Because this foundation is 100% oil based, it does not require a broad-spectrum preservative (broad spectrum preservatives ward off microbial growth, and microbes require water to live—no water, no microbes!). Kept reasonably cool and dry, it should last at least a year before any of the oils go rancid. If you notice it starts to smell like old nuts or crayons, that’s a sign that the oils have begun to oxidize; chuck it out and make a fresh batch if that happens.

Substitutions

As always, be aware that making substitutions will change the final product. While these swaps won’t break the recipe, you will get a different final product than I did.

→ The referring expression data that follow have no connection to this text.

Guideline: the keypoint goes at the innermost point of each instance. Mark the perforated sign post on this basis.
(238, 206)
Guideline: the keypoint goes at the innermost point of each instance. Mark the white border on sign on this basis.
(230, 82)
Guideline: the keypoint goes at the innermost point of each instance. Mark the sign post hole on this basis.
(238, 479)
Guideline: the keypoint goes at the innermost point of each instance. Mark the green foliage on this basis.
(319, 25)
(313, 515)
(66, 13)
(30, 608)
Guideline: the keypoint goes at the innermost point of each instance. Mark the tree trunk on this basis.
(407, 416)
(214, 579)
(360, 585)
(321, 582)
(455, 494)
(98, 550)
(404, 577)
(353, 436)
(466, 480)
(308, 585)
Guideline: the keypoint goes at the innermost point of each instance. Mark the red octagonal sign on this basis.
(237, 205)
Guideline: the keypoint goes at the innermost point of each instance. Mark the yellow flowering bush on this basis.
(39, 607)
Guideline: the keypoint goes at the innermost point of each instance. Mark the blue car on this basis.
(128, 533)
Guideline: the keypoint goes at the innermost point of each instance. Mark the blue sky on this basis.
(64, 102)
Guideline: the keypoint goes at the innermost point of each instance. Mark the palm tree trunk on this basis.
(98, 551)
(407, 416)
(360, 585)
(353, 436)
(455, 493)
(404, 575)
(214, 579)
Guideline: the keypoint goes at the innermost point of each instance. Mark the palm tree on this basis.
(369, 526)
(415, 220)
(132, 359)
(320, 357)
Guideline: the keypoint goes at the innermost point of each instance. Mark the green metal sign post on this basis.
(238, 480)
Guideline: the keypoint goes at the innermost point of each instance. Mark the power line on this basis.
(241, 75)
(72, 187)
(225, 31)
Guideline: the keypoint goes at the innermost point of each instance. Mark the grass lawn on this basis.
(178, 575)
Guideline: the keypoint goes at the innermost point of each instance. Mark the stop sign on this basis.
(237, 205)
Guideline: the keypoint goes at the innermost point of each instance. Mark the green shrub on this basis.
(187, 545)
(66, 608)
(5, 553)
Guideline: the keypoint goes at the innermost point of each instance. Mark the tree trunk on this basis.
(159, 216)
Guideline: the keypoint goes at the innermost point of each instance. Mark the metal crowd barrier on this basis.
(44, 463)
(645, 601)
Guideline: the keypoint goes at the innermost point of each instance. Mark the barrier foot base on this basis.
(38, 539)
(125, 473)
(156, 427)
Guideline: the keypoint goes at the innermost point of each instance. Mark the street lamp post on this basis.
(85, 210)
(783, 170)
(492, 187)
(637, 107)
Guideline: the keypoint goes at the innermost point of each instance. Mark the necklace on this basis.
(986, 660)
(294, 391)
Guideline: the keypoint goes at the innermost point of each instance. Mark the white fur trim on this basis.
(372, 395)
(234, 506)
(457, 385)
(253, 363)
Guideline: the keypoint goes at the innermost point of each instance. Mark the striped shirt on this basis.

  • As I’ve provided this recipe in percentages as well as grams you can easily calculate it to any size using a simple spreadsheet as I’ve explained in this post. As written in grams this recipe will make 7g, which fills a 10mL bottle nicely.
  • To learn more about the ingredients used in this recipe, including why they’re included and what you can substitute them with, please visit the Humblebee & Me Encyclopedia. It doesn’t have everything in it yet, but there’s lots of good information there! If I have not given a specific substitution suggestion in this list please look up the ingredient in the encyclopedia before asking.
  • You could use a different lightweight carrier oil or ester in place of fractionated coconut oil. Medium chain triglycerides, squalane, C12-15 alkyl benzoate, and Neossance® Hemisqualane would all work well.
  • I have no good suggestions for replacing the OptiBlur Elastomer with a different single product. For this formulation, I’d probably start with a blend of something else that offers blurring (sericite mica, silica microspheres) and more liquid oil or dimethicone. Keep in mind that silica microspheres can be drying on the skin in high concentrations.
  • You could probably try a store-bought mineral makeup if that’s all you have, though that will make this recipe significantly more expensive.
  • You can use a different midweight liquid oil that your skin loves instead of argan oil; read the pre-amble for details.
  • You could try sericite mica or silica dimethyl silylate instead of silica microspheres.
  • If you don’t have thickening clay I’d recommend using 50/50 kaolin clay and silica microspheres. With this substitution, you will find the pigment settles out of the product quite quickly and needs to be shaken before use, but this swap will help replace the dry feel from the thickening clay.